Closed-domain NER Dataset

Authors

Zikun Fu

Nick Yang

Ken Pu

Published

November 16, 2024

1 Introduction

Named Entity Recognition (NER) is a core problem in natural language processing that involves identifying and categorizing entities within a text into predefined types, such as persons, organizations, locations, etc. The challenge with NER lies in its open-world nature, where each entity type is assumed to have an unconstrained domain, meaning there is no reliance on pre-existing domain knowledge for these entities. This makes the task complex, as the model must generalize to entities it has never encountered before, without any specific constraints regarding the entities’ characteristics or context. The fixed number of entity types provides structure to the problem, but the open-world assumption significantly increases the difficulty of accurately identifying and classifying diverse and novel entities as they appear in real-world texts.

Closed-Domain NER Challenge: In this research, we assume a closed domain scenario, where each entity type is associated with a database that provides all possible values of the entity. This changes the nature of the NER problem, as the model now has access to a comprehensive list of potential entities for each type, allowing it to leverage this additional information for more accurate tagging. The key research challenge lies in designing an NER tagger that effectively incorporates this closed-domain constraint. Unlike open-domain systems that must rely on statistical patterns and contextual cues alone, the closed-domain approach requires the integration of explicit entity databases, which brings its own set of complexities. The research question centers on how to best combine traditional sequence labeling methods with database lookups, ensuring that the model benefits from the completeness of the closed domain without compromising flexibility or performance.

2 CD-NER Dataset

Dataset Creation for Closed-Domain NER (CD-NER): To evaluate potential solutions for the closed-domain NER (CD-NER) problem, it is essential to create a dedicated dataset that reflects the characteristics of a closed domain.
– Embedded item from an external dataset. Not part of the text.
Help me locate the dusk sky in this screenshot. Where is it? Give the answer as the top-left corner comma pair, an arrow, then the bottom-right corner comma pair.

This dataset should include texts that feature entities drawn from a well-defined set of types, each with an exhaustive list of possible values provided by associated databases. The dataset must be curated to represent the range of variability within the domain, capturing different contexts in which the entities may appear, while ensuring that all entities are drawn from the closed set. Additionally, the dataset should be split into training, validation, and test sets, with careful attention given to ensuring that no unseen entities appear during testing, which aligns with the closed-domain assumption. Such a dataset will serve as a benchmark to evaluate the effectiveness of CD-NER models in leveraging pre-existing entity databases for improved recognition and categorization accuracy.